Saturday, November 8, 2014

Problems in the Canadian Backwoods

Solo: written and directed by Isaac Cravit; starring Annie Clark (Gillian), Daniel Kash (Ray), Richard Clarkin (Fred), and Steven Love (Marty) (2013): Surprisingly competent straight-to-video cheapie filmed in the terrifying woodlands of Ontario, Canada. 17-year-old Gillian, nursing some tragedy that one knows will be revealed before the end credits, takes a job as a camp counselor somewhere in Ontario's cottage country. She knows nothing about camping.

Before the kiddies arrive, new counselors have to spend two nights alone on a small island to prove their camping ability. As all the counselors seem to be at the camp when this Solo occurs, I guess that either the camp never hires more than one new counselor a year, or the experienced counselors have a lot of down time before the kiddies arrive.

Anyway, 25 years earlier, a girl disappeared on that island, never to be seen again. Now, it has a reputation as being haunted. Man, this is the best summer job ever! So Gillian goes camping, and various things happen.

Annie Clark does a solid job as Gillian, and the rest of the acting is fine. The plot creaks a bit at times -- there's nothing really new here, but writer-director Isaac Cravit shows talent throughout. And at about 80 minutes, the movie certainly doesn't overstay its welcome. Lightly recommended.


The Name of the Game: written and illustrated by Will Eisner (2001): One of the American comic book's seminal giants, Eisner's career went from the late 1930's to the middle of the first decade of the 21st century. He's an unavoidable figure in comics.

This late-career graphic novel is a fine example of Eisner's strengths and weaknesses. It traces the fortunes of several Jewish-American families from the middle of the 19th century to the 1970's. The 'Game' of the title is marriage, arranged and otherwise, through which families rise and fall.

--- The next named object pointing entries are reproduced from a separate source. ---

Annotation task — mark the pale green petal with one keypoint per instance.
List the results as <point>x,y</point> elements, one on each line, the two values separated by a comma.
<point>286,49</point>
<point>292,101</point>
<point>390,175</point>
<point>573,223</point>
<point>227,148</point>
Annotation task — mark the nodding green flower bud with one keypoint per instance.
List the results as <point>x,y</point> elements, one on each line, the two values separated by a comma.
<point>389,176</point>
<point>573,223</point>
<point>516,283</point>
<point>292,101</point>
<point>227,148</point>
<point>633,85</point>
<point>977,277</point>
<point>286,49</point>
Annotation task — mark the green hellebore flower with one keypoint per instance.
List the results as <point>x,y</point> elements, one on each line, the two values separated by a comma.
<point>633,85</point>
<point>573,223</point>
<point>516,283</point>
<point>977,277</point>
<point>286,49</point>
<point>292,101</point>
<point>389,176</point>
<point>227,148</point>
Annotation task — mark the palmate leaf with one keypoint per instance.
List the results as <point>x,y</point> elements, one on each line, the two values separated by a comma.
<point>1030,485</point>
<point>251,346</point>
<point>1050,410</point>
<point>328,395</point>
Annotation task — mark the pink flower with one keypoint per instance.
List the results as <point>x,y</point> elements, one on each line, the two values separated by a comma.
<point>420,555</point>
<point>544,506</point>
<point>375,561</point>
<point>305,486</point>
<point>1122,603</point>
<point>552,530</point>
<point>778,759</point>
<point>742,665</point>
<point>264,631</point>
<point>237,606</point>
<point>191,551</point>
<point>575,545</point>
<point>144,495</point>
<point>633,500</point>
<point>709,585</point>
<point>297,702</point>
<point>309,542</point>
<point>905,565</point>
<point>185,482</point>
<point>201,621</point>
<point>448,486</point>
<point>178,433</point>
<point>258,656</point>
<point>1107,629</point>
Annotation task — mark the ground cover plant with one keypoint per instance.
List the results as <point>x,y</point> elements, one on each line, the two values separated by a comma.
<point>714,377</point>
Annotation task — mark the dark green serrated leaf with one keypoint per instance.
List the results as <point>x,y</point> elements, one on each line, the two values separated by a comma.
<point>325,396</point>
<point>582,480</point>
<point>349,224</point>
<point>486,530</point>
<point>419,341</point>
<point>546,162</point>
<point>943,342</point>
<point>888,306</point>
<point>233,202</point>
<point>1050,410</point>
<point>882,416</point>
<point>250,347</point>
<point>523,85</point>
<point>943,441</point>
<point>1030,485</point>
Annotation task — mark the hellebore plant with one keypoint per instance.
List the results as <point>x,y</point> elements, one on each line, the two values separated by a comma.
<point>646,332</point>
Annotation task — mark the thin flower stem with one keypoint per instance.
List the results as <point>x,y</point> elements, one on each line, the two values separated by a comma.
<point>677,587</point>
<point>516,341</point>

For most readers, The Name of the Game will be a historical primer on the Jewish experience in the United States, centred on the various nationalaties of the immigrants, and on the hierarchies within the overall Jewish community. How and why these hierarchies occur and then mutate slowly over time is one of the book's most fascinating and illuminating strengths.

Its other great strength is Eisner's consummate skill at propulsive story-telling. The art and the dialogue carry one through the story effortlessly. It's a testament to Eisner's control of the graphic medium and to his facility with simple, unadorned prose that a book with so much historical information nonetheless zips by. I read it in one sitting, and really wanted more when it was over.

The problem? As with pretty much all of Eisner's non-genre work, there's an essentially superficial, glib, and melodramatic approach that surfaces again and again. A couple of sequences cross so far into bathos that they become inadvertantly comic, making the death of one major character feel like the punchline to a really bad joke.

The bathetic elements don't detract from the fact that Eisner was a master of comics form and structure. He wasn't a deep thinker -- but he was a consummate model of storytelling and entertainment. Recommended.